On July 11, the Ottawa Citizen published an op-ed by Monna-leigh McElveny, a CANBIKE 4 instructor with the Kanata Nepean Bike Club, Safety and Education, following a collision between a cyclist and truck in Centretown West. In the op-ed, McElveny argued for an education-based approach to keeping people biking safe (McElveny wrote a strikingly similar piece in 2018).
The arguments in these op-eds are concerning for a number of reasons, the most significant being that bike safety education will never be sufficient armor against the average two-tonne steel car, let alone SUVs and trucks. To promote bike safety education in the wake of horrific collisions like the one in question, undermines the importance of bike infrastructure and any meaningful progress in shifting the narrative from individual responsibility to systematic design changes.

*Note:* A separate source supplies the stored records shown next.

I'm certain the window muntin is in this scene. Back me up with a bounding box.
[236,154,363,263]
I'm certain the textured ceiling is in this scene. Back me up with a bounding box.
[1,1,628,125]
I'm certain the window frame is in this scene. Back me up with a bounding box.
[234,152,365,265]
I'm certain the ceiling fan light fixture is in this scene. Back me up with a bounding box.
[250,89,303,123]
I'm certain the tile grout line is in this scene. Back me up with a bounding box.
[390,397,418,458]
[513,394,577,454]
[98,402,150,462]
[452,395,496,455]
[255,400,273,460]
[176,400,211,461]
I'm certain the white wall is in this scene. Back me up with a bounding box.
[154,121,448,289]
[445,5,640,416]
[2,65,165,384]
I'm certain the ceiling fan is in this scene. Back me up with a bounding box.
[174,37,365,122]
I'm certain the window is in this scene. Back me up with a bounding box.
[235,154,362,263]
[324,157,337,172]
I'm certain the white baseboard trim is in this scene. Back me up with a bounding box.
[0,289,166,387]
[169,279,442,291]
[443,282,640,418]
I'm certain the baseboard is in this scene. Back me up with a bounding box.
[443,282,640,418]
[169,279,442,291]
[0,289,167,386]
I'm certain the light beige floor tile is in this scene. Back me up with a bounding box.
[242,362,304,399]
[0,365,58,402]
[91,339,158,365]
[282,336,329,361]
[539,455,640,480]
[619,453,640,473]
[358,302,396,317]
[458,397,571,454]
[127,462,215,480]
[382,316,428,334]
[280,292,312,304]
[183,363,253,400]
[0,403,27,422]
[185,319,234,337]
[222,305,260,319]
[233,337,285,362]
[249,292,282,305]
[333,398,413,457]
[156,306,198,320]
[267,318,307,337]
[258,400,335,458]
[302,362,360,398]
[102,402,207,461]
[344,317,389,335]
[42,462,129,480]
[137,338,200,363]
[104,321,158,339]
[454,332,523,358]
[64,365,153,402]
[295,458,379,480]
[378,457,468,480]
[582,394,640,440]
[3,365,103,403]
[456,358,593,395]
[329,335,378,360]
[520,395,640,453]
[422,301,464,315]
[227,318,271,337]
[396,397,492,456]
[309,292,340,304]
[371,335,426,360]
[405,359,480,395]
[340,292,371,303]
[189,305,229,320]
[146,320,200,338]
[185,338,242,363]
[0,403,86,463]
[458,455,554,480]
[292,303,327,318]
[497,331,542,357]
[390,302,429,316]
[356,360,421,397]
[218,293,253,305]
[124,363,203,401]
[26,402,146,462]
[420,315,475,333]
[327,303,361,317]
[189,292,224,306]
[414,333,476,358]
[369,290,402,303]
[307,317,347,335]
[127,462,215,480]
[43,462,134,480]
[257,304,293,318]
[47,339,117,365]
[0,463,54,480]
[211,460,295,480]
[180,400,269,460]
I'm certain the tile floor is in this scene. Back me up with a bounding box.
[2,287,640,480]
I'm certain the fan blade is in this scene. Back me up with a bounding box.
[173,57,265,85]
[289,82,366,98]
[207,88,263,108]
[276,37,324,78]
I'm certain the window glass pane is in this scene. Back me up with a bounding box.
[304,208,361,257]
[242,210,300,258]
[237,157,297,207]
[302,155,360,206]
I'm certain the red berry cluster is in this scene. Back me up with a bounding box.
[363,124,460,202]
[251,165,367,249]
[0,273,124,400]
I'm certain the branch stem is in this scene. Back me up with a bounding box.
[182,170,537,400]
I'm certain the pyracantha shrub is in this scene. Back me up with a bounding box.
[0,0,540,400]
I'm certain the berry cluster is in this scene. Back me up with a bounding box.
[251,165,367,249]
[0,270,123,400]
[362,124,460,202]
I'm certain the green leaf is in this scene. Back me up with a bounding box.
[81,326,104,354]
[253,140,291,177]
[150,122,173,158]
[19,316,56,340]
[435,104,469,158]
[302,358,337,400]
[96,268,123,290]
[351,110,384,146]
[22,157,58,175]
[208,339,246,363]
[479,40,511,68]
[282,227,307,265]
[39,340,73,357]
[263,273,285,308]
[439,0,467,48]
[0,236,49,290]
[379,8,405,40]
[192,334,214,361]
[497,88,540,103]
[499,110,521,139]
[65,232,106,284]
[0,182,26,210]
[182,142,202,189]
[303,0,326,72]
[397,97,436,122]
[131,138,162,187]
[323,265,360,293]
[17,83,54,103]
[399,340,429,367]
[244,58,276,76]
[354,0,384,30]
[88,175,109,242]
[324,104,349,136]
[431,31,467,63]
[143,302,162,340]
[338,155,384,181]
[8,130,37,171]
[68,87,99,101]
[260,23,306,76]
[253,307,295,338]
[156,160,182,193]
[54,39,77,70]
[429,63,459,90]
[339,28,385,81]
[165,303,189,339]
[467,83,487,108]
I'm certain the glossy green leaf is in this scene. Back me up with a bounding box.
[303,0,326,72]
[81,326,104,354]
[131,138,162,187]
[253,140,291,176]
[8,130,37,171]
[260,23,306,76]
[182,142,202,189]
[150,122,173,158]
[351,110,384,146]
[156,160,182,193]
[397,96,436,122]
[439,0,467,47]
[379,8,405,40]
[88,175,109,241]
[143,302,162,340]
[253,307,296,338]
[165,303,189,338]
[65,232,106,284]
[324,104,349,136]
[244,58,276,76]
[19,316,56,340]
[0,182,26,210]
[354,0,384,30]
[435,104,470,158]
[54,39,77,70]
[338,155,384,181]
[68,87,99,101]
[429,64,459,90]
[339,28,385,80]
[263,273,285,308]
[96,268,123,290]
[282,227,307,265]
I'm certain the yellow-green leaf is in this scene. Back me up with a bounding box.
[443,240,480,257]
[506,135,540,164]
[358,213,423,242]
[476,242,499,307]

This emphasis on bike safety education suggests that both drivers and people biking alike can be conditioned to coexist on roads with 100% accuracy. This outdated approach does not leave room for human error, which we know is common. Cities around the world have been acknowledging the problems with this approach, however, and many are adopting Vision Zero and the Safe System Approach. Vision Zero is the commitment to eliminating all serious road injuries and fatalities. The Safe System Approach shifts the responsibility of road safety from users to system designers, and supports bike infrastructure.
In the op-ed, McElveny makes an unsubstantiated claim that “without bike safety education…., cycling infrastructure can create false security and result in increased accidents” when data has shown the opposite. For example, a 2019 study in Toronto showed that cycle tracks (physically separated bike lanes) reduced cyclist-motor vehicle collisions by 38%. In Ottawa, the Laurier Segregated Bike Lane Safety Review in 2016–17 found that cyclist–motor vehicle collisions decreased by 30% with the implementation of segregated lanes. However, despite the reduction, serious injuries and fatalities have still occurred on Laurier Avenue because of insufficient protection for people biking—and specifically because vehicles are allowed to drive into and across active bike lanes.
In contrast to the proven positive impacts of bike infrastructure, there is limited evidence to support bike/road safety education in reducing collisions. A 2014 systematic review of the effectiveness of bike safety and skills training in youth found that it did not reduce injuries related to cycling. Similarly, a 2021 study found no evidence to support the effectiveness of driver education on reducing injuries or collisions.
To suggest that fatal and serious injury collisions could have been prevented with more education leads to victim-blaming rather than addressing the real issue: the lack of safe bike infrastructure.
Anika Koskela is a member of Bike Ottawa’s Advocacy Working Group.